Thursday, September 20, 2012

Arizona Department of Health Services Is On Facebook: Herein, an essay, beginning with discussion of another means for civil disobedience and open dialogue- well, not open dialogue, but what else is new with ADHS?

     This will be brief. I spent about twenty minutes last night looking through the various entries on the Arizona Department of Health Services official Facebook page, and was pleased to see literally hundreds of critical areas of public health concerns that the ADHS "team" works to contribute to in terms of everything from education, to expansions in (some) services, events and opportunities for children to engage in healthy activities, and oh gosh, I am a lost giddy over the complexity of it all. They do such a great job, covering every base imaginable, in such thorough fashion, and just look at those smiling faces, it's so overwhelmingly pleading to the eye that I….. Wait…. Critical areas of public heath concern? Events, opportunities? Smiling faces?
    What in the hell am I saying? Have I finally lost track of reality? 

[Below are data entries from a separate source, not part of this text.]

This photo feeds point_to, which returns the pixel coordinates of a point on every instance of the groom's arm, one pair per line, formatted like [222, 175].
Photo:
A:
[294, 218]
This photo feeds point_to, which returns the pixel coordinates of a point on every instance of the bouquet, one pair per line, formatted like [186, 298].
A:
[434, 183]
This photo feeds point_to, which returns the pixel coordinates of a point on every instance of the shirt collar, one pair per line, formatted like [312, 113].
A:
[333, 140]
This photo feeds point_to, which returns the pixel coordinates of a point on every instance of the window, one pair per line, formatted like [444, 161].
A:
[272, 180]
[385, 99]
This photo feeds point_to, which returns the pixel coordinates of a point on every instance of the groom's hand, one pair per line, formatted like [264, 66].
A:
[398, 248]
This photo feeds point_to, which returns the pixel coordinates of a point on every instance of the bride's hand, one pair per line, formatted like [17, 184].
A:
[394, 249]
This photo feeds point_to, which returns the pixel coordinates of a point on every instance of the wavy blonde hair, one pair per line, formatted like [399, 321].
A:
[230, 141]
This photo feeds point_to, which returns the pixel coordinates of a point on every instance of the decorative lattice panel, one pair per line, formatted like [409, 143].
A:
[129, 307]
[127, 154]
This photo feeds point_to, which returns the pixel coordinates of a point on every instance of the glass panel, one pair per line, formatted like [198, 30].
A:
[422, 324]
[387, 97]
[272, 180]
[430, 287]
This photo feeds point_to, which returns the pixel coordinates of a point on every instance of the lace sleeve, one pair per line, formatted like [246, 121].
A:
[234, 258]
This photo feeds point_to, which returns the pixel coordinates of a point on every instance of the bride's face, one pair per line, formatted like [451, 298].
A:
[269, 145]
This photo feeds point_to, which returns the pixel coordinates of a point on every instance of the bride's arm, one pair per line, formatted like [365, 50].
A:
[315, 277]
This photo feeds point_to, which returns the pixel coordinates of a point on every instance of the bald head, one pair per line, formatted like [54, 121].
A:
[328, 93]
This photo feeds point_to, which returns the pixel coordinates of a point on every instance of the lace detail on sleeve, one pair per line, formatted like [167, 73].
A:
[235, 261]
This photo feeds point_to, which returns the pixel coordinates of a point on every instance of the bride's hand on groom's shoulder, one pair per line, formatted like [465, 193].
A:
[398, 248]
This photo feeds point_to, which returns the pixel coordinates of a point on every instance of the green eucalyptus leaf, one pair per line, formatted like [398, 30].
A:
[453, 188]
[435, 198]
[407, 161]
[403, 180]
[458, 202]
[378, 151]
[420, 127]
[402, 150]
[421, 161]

    Of course it is wonderful to know that the good folks at ADHS are putting out so much positive propaganda and involving themselves (the "team") in so much good stuff. But it only begs the question: If Will Humble and his various droogs are able to address myriad issues of almost ever possible shape and form, why in the hell can't they take an honest step or two towards ethically resolving the substandard care and practices at The Arizona State Hospital? For christ's sake, it's right there on East Van Buren! It never moves, fluctuates, or otherwise dodges attention, and yet the problems that I witnessed and experienced during my thirteen months of hospitalization at ASH have been going on since the dawn of time. It is like a nervous tic, it is a sore toe, a potentially quick fix right there, it and the problems associated with it. So why can't they see this? Why won't they fix it? What is the problem, exactly?
     Why? What? I'll tell you why and what: Because seriously mentally ill/disabled persons are amongst the most marginalized human beings in our world, that's why. I don't know if this universally the case, from one culture to the next, and throughout the ages, but it applies today. People like me, and my peers at ASH, are quite literally swept under the proverbial carpet, kept at a comfortable distance ("As far out of sight as possible, thank you."), ignored, and even detested. I attest to having acquired- while at ASH- the awareness that mentally ill and disabled people (like me) don't generally rate so much as an even, fairly shared place in a line for service at a food counter. I saw this, I felt it, I was the subject of it. I was subjected to it, day in, day out. Otherness, alienism, freakishness, dehumanization. I was feared, I was shunned, I was less than human in the eyes of most ASH staff, and I deserved less than humane treatment in their views. And this is how all of the patients at ASH are treated, even if they can't recognize it.  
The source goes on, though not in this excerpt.